Presented By O'Reilly and Cloudera
Make Data Work
December 1–3, 2015 • Singapore

GearPump: Real time DAG processing at scale

Sean Zhong (Previously Intel)
1:30pm–2:10pm Wednesday, 12/02/2015
IoT and Real-time
Location: 324 Level: Intermediate
Average rating: ****.
(4.00, 1 rating)
Slides:   1-PPTX 

Prerequisite Knowledge

Familiarity with similar frameworks such as flink, heron, data torrent,


Today’s big data streaming frameworks are in high demand to process immense amounts of data from a rapidly growing set of disparate data sources. Beyond the requirements of fault tolerance, persistence, and scalability, streaming engines need to provide a programming model where computations can be easily expressed and deployed in a distributed manner. GearPump meets this objective while differentiating itself from other streaming engines by elevating and promoting the actor model as the primary entity permeating the framework. What we set out to build is a simple and powerful streaming framework. The Scala language and Akka offer a higher level of abstraction allowing frameworks to focus more on the application and make the engine more lightweight. Main points:

  • Message-driven architecture is the right choice for real-time streaming. Real-time applications need to respond to messages immediately. Akka gives us all the facilities and building blocks for message-driven architecture; it simplifies the design and coding and allows code to evolve more quickly.
  • Actor is the right level of concurrency. It can give us better performance to scale up and scale out. We have seen other big data engines using process, thread, or self-managed thread pools to parallelize. The Akka Actor is much more lightweight.
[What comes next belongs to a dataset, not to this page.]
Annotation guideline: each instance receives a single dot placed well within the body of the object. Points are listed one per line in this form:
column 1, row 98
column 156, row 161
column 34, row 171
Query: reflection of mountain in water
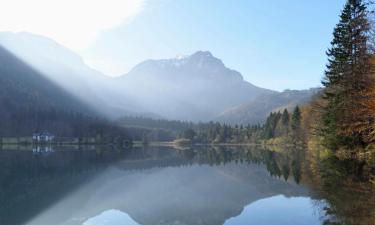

Moreover, it has many optimizations related to concurrency; Actor execution can be swapped in and out efficiently with respect to fairness and performance
Photo of Sean Zhong

Sean Zhong

Previously Intel

Sean Zhong was a cloud architect in Intel’s Big Data engineering group. Sean’s expertise is in streaming, and he is the creator of Apache Gearpump as well as a PMC member of Apache Storm. Besides streaming, Sean participates in many other Apache projects, including Hadoop NativeTask and HBase media object storage.